Transactional AI Build Checklist (v1)

Goal: convert an LLM-powered feature from “helpful text” into a production workflow that can safely perform side effects (writes) with auditability and replay.

1) Define the transaction boundary
- Write down the exact side effects the system is allowed to perform (create ticket, refund, change setting, send email).
- For each side effect, define a single owner service (the executor). The LLM never writes directly.
- Decide the highest-risk action; make it require explicit approval from a human or a policy gate.

2) Model output must be structured
- Define a schema for every tool call payload (JSON Schema, Pydantic, Zod, protobuf—pick one).
- Reject any payload that fails validation. Do not “fix it in the prompt.”
- Store the validated payload as the “intent record” before executing.
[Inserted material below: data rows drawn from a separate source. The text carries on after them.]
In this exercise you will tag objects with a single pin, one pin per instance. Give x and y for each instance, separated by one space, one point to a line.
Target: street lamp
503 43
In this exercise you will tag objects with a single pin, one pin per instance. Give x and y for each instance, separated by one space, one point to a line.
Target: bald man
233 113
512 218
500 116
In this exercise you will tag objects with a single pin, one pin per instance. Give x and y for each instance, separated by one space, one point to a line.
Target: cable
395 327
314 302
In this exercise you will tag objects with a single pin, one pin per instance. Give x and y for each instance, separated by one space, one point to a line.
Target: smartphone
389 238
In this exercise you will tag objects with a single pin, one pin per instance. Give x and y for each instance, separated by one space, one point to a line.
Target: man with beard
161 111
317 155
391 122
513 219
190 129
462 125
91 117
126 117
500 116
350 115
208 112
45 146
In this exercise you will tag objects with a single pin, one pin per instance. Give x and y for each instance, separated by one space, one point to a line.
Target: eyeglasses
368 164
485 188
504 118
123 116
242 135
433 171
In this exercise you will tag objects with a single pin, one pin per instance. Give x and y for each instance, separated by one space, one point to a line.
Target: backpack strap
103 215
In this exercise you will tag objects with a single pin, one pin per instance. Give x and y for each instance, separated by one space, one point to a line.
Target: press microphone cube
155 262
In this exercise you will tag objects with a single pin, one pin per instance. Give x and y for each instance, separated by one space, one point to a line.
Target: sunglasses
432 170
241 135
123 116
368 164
3) Identity and permissions
- Identify the acting principal for each action (end user, admin, service account).
- Use scoped tokens (OAuth where applicable). Ensure scopes map to business permissions.
- Never let the model expand scope. Permission checks live in code.

4) Idempotency and retries
- Require an idempotency key for every mutation.
- Ensure the executor de-duplicates server-side.
- Define retry behavior per tool: which calls are safe to retry, which need compensation.

5) Durable logs and traceability
- Generate correlation IDs per workflow.
- Log: input (sanitized), model version, prompt/template version, retrieved sources, validated tool payloads, tool responses, final outcome.
- Make logs queryable by customer/account for support and compliance.

6) Retrieval governance (if using RAG)
- Enforce entitlements at retrieval time (per-user/per-group), not just per-tenant.
- Track provenance: which documents/chunks were used.
- Treat retrieved text as untrusted input; never let it directly dictate tool execution.

7) Human override and UX
- For high-risk actions, provide a review screen that shows: proposed action, inputs, and expected side effect.
- Provide an undo or compensation path where possible.
- Make failures legible: show which validation gate failed and how to fix it.

8) Pre-launch tests
- Create a small eval set of real workflow cases (including edge cases and ambiguous inputs).
- Add adversarial tests: prompt injection in retrieved docs, malformed tool payloads, partial outages.
- Run chaos-style tests on retries to confirm idempotency.

Definition of done: the workflow can be replayed from the intent record, produces the same side effect exactly once, and can be explained end-to-end via logs.